Secret decisions, no attack ads and no public dissent
To understand how China is choosing its new political leaders, just think of the election in the United States – although the winners of the two top spots were determined in advance, nobody knows exactly why they were chosen and any voting is done in secret by a select few. No attack ads, or dissent, allowed in public.
The Eighteenth National Congress of the Communist Party of China is a choreographed event that will have global reverberations.
Change in the world’s second-largest economy could have a substantial impact on international trade, and there is plenty of change coming. For the first time ever, China faces a labour shortage. That’s good news for the migrant workers making smartphones and bad news for their employers. China’s interests in Africa and Latin America, meanwhile, are reshaping continents, while the efforts of Chinese corporations to acquire assets in Canada is forcing Ottawa to sharpen policies on foreign takeovers.
The outcome of this super-synchronized ceremony will impact your business, your government’s foreign policy and your grocery bill.
This is the Communist Party of China’s official changing of the guard. Since 1972 they have taken place every five years.
Delegates choose 371 members of the central committee, 25 members of the Politburo and seven in the party’s Standing Committee – concentric circles of power within the party structure. In reality, “choose” isn’t the right verb. The next president, premier and Politburo members have been known for months, and groomed for years.
This is also supposed to be an evaluation of the Party’s progress report. But overt criticism of the leadership or the direction it has taken China is unlikely to mar the proceedings. The real politicking takes place behind closed doors.
Everyone watches the minutiae: Who is sitting beside whom onstage? What is the significance of the passages missing from 101-minute opening speech of outgoing paramount leader Hu Jintao? Even the order in which new Politburo members are presented can indicate who has more authority.
Representatives from China’s visible minorities are decked out in traditional garb, but they’re repeating the same party lines as thousands of other delegates, clad in identical red ties and sporting identical dyed black hair.
There are “big tent” parties, and then there is the Communist Party of China, with 80 million members.
The 2,270 delegates, elected by lower-level party members, are supposed to represent the whole country. There are governors, generals, academics, migrant workers, an Olympic swimmer. But this group is overwhelmingly old Han, the dominant ethnic minority in China, and male. More significantly, they are uniformly in favour of whatever it is the President says in his opening remarks.

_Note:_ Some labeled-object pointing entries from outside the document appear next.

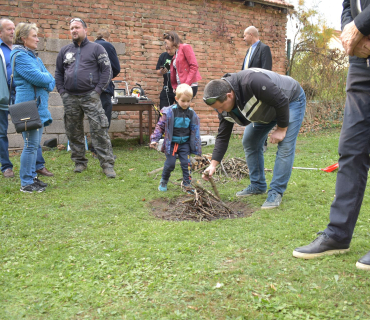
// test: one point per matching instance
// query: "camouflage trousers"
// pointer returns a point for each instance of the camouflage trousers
(75, 107)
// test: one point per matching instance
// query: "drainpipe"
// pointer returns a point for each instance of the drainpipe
(288, 44)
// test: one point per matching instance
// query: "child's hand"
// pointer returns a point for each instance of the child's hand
(153, 145)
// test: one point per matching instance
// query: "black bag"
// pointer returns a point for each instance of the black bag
(25, 115)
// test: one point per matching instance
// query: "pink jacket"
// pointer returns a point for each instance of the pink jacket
(186, 66)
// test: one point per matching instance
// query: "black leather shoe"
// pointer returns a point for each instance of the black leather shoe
(44, 172)
(364, 262)
(323, 245)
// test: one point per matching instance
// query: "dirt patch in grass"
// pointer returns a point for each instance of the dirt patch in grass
(178, 210)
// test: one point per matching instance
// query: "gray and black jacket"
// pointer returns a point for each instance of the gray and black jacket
(262, 96)
(82, 69)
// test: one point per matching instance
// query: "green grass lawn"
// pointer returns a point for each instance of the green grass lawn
(89, 247)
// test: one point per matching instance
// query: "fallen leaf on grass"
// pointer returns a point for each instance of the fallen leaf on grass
(194, 308)
(218, 285)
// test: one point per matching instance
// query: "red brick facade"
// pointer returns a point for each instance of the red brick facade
(214, 28)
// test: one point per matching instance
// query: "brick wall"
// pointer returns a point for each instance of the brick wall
(214, 28)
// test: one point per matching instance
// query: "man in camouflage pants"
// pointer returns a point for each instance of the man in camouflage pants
(82, 72)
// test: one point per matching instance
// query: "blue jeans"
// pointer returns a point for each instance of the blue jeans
(27, 170)
(4, 144)
(254, 137)
(169, 165)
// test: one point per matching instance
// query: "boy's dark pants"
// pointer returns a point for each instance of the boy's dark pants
(169, 165)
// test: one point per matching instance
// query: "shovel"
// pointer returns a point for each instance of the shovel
(331, 168)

A subsection of these delegates is supposed to represent China’s “United Front,” a conglomeration of democratic or “non-partisan” parties. They are either members of the CCP, or chosen by the party itself.
Xi Jinping was born into Communist Party royalty, the “princeling” son of a high-ranking revolutionary general. He has been moving up in the party’s ranks since 1974. A couple of big-time promotions five years ago (first secretary, then vice-president) put him on track as Mr. Hu’s heir apparent.
Mr. Xi is considered more charismatic than his somewhat dour predecessor. He also appears open to westernization (he has travelled extensively; his daughter attends Harvard University). But he also has closer ties to China’s military than Mr. Hu and hasn’t hesitated to take jabs at the country’s detractors. As he takes the helm of a newly confident China, this should make Japan and the Philippines nervous – and more likely to call on the U.S. for backup.
China’s Communist Party leaders have embraced capitalist-like economic liberalization in a system where 145,000 state-owned enterprises account for 35 per cent of the country’s business activity. They push citizens to superhuman levels of achievement, as long as that doesn’t include using the Internet freely.
But China is very different from the country Mr. Hu was handed 10 years ago. It is wealthier and has more pull internationally. It’s also much more complicated. Four years ago, you’d have been laughed at for suggesting a protest by middle-class residents would derail a polluting chemical plant. But that happened just last month. China’s Generation-Y population, born after 1985, is the first generation that didn’t have to worry about where the next meal was coming from. Prosperity isn’t enough for them. They want social and political freedom too.